Réalisé par Monia Chokri | Dans les salles du Québec le 7 juin 2019 (Séville)
Auréolé d’un Prix Coup de cœur du jury de la section «Un Certain Regard» obtenu à Cannes, le premier long métrage réalisé par Monia Chokri arrive dans nos salles. Si quelques tics dolaniens (il est vrai édulcorés) peuvent un peu agacer, et si certains gags (voire quelques scènes) ne sont pas totalement maîtrisés, nous devons reconnaitre que La femme de mon frère possède également de belles qualités.
Le charme n'est pas la moindre de ces qualités. Il  provient en grande partie des comédiens (soutenus par quelques dialogues bien sentis et par une belle galerie de personnages). Certaines s’en sortent bien malgré des rôles ingrats (Anne-Élisabeth Bossé, omniprésente, qui joue à la perfection la trentenaire exaspérante; Evelyne Brochu qui excelle dans le rôle de la beauté froide), mais nous retiendrons surtout les performances du reste de la famille, incarnée par Patrick Hivon (une nouvelle fois irréprochable), Sasson Gabai et Micheline Bernard. Ils permettent tous les trois à leurs personnages respectifs, même dans leurs excès, de constituer le noyau actif d’une cellule familiale tendue, mais paradoxalement presque apaisante grâce à un débordement d’amour jamais destructeur (ce qui permet d'ailleurs à Chokri de prendre le contre-pied du cinéma dolanien). Ici en effet, si la famille est au centre du récit, c’est surtout parce que ses liens sont plus forts que tout (et principalement les liens frères/sœurs) et qu’ils permettent à tous ses membres de s’enrichir mutuellement sans se phagocyter. La manière dont Chokri passe de la comédie pure pour aller vers plus de sobriété à mesure qu'elle développe sa thèse lui permet de gommer progressivement quelques défauts liés à sa maitrise imparfaite du burlesque et représente une belle réussite. Son film se termine d'ailleurs par une scène finale très sobre mais belle, où naviguent dans des barques des « couples » formés (à en croire quelques indices subtils) par des (vrais?) frères et sœurs.
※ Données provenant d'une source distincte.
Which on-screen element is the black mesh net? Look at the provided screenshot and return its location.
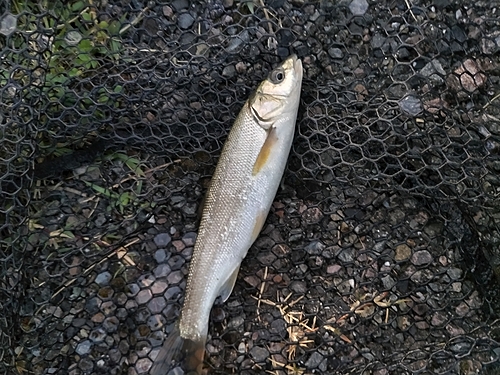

Parmi les autres réussites discrètes, notons également sa vision d'une société québécoise plus métissée que voudrait nous le faire croire le reste de la production locale grand public. L’ascendance tunisienne de Chokri n’y est probablement pas pour rien... mais il faut admettre que ce petit détail fait plaisir à voir (et permet à la réalisatrice de nous glisser au passage une simple et belle scène mettant en vedette des nouveaux arrivants en cours de francisation).
Ce premier long signé Chokri est donc une relative réussite pleine de promesses. Il est également, après Avant qu'on explose, la seconde comédie québécoise de l’année digne d'intérêt. Non seulement, nous sommes peut-être en train de découvrir une cinéaste, mais nous sommes peut-être en train d'assister à l'avènement de la comédie québécoise de qualité. Voilà deux bonnes raisons d'espérer pour l'avenir!